STATISTICAL DESIGN OF EXPERIMENTS (DOE) WITH MINITAB


Presented by:  John Maleyeff

WHEN: See schedule for dates
(two day class)
8:00 am - 4:00 pm
WHERE: CQC at Rensselaer Hartford

WORKSHOP SYNOPSIS:

The methods of statistical design of experiments (DOE) are used to make data-driven decisions in an efficient, cost-effective manner. DOE is used to support product and process design efforts, as well as kaizen and continuous improvement projects. The successful incorporation of DOE enables a maximum amount of information to be derived from a minimum number of well-designed experiments. Successful application is assured when individuals using DOE are properly trained and when appropriate DOE software is implemented. DOE's effectiveness is further enhanced when an organization establishes procedures to assure that all experiments across the organization are conducted in an efficient manner through the common platform of DOE.

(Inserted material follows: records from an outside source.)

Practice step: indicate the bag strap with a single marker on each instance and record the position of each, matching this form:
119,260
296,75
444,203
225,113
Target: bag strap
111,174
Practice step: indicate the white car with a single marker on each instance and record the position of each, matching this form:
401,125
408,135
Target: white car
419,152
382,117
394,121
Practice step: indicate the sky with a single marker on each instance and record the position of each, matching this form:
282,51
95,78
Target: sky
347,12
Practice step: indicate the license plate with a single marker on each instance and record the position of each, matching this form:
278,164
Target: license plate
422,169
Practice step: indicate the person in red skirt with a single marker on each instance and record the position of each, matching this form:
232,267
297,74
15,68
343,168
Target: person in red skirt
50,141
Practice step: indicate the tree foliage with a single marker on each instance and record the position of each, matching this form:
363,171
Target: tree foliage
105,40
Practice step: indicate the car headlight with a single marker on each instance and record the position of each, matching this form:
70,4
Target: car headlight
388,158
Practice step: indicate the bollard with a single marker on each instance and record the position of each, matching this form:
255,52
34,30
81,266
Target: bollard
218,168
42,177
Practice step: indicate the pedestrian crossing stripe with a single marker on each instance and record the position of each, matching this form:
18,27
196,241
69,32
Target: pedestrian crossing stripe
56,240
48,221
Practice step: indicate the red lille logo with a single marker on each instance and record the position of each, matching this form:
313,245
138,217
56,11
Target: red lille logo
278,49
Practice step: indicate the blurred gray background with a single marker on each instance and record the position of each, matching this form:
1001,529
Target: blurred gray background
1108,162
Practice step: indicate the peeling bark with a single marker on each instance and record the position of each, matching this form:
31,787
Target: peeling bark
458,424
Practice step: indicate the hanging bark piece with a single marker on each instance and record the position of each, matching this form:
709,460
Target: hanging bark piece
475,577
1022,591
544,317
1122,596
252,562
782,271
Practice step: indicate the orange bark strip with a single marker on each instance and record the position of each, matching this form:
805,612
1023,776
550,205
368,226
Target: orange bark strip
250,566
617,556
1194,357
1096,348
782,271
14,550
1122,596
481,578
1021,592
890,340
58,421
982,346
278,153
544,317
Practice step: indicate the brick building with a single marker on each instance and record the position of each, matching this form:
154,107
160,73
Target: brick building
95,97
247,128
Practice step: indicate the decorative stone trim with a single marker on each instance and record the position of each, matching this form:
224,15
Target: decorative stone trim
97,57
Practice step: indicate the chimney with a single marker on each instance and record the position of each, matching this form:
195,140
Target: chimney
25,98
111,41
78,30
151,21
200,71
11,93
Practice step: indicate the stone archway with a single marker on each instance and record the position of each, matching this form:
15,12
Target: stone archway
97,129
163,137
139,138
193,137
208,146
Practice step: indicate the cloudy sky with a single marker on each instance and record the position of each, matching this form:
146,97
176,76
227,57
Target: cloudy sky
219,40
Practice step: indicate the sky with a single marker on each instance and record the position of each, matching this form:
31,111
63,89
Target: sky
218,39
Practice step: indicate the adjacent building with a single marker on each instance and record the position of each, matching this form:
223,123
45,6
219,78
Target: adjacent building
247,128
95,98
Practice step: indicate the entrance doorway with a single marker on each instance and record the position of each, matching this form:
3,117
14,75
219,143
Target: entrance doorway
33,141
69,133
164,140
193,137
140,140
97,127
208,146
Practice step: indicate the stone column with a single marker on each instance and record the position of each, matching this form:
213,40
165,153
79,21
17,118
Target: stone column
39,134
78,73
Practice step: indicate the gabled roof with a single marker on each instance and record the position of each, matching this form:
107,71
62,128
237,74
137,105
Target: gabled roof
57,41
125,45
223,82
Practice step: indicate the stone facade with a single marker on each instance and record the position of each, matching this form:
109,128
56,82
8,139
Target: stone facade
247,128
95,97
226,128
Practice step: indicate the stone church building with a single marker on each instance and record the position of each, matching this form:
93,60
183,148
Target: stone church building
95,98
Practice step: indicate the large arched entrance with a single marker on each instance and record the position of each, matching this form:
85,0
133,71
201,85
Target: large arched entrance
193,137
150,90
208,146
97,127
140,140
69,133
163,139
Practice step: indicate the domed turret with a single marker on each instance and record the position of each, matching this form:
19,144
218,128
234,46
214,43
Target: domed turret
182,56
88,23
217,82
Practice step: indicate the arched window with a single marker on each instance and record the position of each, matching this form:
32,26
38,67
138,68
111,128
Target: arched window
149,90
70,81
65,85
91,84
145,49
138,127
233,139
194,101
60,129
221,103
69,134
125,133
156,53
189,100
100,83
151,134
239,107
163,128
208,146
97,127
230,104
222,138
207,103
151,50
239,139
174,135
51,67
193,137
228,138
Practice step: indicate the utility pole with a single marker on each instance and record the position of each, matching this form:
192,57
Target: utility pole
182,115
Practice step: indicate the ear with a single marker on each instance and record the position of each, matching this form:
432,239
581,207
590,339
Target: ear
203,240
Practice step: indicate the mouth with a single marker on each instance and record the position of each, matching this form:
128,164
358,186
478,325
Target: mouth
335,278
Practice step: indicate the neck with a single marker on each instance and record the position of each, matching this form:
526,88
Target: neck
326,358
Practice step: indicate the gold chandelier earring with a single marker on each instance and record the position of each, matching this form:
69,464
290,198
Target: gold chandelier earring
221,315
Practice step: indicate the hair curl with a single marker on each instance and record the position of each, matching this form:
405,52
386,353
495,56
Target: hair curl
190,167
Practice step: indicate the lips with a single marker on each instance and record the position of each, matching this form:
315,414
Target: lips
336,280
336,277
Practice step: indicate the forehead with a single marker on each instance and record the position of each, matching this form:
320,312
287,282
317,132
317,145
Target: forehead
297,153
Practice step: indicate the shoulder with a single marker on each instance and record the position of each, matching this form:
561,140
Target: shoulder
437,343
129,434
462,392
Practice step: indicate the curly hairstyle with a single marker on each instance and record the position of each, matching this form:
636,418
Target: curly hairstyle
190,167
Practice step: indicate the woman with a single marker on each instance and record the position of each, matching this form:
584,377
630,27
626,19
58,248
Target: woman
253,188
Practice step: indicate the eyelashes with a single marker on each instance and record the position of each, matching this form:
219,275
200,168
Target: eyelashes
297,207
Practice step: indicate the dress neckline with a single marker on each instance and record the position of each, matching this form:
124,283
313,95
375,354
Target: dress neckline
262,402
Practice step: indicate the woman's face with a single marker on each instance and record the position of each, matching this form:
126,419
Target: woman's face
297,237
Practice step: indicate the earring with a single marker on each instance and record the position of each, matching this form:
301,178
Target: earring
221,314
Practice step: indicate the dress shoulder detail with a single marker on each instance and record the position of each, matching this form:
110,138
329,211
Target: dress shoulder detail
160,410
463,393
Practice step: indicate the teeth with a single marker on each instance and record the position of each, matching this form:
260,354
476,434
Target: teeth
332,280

The workshop will start by introducing the language of DOE and describing the benefits of well-planned statistical experiments. Hands-on experiments will be used to generate data that will be analyzed during the sessions. The workshop will incorporate of MINITAB software, which is especially effective for the design of experiments and the analysis of data resulting from experimental efforts. By relieving the participants from a concentration on mathematical formulas, the ability to understand important fundamentals of analysis is enhanced. The focus of the coverage will include the interpretation of graphical results, such as the meaning of main (independent) effects and interaction effects among factors analyzed. The development and use of mathematical models will be highlighted and the structured use of DOE to drive the sequential experimentation process will be described. A working knowledge of basic statistics is a prerequisite for the workshop.

TOPICS:

  • DOE in the context of contemporary quality management (Deming's Management Methods, Six Sigma) and the need for statistical experimentation (Box, Taguchi).
  • Types of data (attribute, variable, categorical) and data collection concepts (factors, levels, responses).
  • Review of basic data analysis displays (run chart; histogram; probability plot) and numerical summaries (average; standard deviation).
  • One-factor experimentation, including comparison of central tendency & variation (t test, F Test) and type I and II errors.
  • Full factorial 2k experimental designs, including graphs of main & interaction effects, and calculation and interpretation of main and interaction effects.
  • Modeling with DOE including the development and use of 2k mathematical model and the analysis of residuals.
  • The design and analysis of follow-up experiments such as center point designs to confirm linearity and confirmation experiments
  • Introduction to fractional factorial 2k-p experiments and the concepts of confounding and aliasing.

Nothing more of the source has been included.